As one of Japan’s top five film giants, Toei Tokyo is renowned for its comprehensive business in fields such as film, television, animation, manga, and music. At the end of 2022, the company constructed Japan’s largest virtual production hub, Toei VP Studios. The studio showcases an LED wall comprising AOTO LED panels and powered by Brompton Technology LED processing.
The facility spans 640 sqm and utilises eleven 4K Tessera SX40 LED processors, along with a whopping 24 Tessera XD 10G data distribution units.
“We have chosen an LED video processor that is globally renowned for its stability,” says Junichi Higuchi, Producer at Toei Tokyo. “As we explore new directions in visual production within the film industry, our need for more realistic rendering grows. Brompton Technology, which resolves issues such as colour reproduction, is precisely the best tool to fulfil this need.”
The LED wall is constructed using AOTO’s RM series, with MXH series for the ceiling, which can be raised and lowered to adapt to various lighting environments. The screen spans 30m by 5m, boasting a 1.5mm pixel pitch, a low scan rate, a high refresh rate, and a frame rate of 144Hz, ensuring the delivery of vivid, crystal-clear visuals. Complemented by disguise servers, ARRI cameras, and Mo-sys motion capture, the studio offers filmmakers creativity.

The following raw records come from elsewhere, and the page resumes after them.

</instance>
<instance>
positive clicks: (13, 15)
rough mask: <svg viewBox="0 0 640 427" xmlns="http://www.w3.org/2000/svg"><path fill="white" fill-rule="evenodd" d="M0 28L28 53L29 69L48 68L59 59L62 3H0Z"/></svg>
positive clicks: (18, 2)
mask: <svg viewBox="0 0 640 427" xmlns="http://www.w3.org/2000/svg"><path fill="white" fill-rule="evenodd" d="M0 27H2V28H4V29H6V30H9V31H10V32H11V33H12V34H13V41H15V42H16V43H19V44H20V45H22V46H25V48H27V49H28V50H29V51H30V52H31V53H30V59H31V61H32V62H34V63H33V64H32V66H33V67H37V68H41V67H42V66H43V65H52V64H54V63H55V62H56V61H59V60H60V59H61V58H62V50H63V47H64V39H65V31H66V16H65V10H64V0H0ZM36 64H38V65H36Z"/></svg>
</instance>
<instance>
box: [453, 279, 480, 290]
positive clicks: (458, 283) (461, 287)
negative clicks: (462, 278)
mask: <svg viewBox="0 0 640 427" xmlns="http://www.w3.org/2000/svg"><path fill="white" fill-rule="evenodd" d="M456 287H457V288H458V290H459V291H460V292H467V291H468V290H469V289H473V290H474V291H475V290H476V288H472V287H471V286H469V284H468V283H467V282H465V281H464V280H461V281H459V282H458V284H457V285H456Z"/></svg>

With Toei gradually embracing virtual production as their preferred approach, the innovative technologies employed in the studio, including Brompton LED processing coupled with its Tessera software features such as On Screen Colour Adjustment (OSCA), PureTone, Frame Remapping, ChromaTune, Genlock, and ShutterSync, will streamline post-production, surmounting the constraints of traditional shooting regarding location, time, and weather, and granting enhanced flexibility to production teams.
“As we witness the birth of Japan’s largest virtual production studio, we celebrate the convergence of technology and creativity,” concluded Elijah Ebo, Director of APAC Operations at Brompton. “The Toei VP Studios heralds a transformative era in how the Japanese film industry crafts its narratives, blurring the boundaries between imagination and reality!”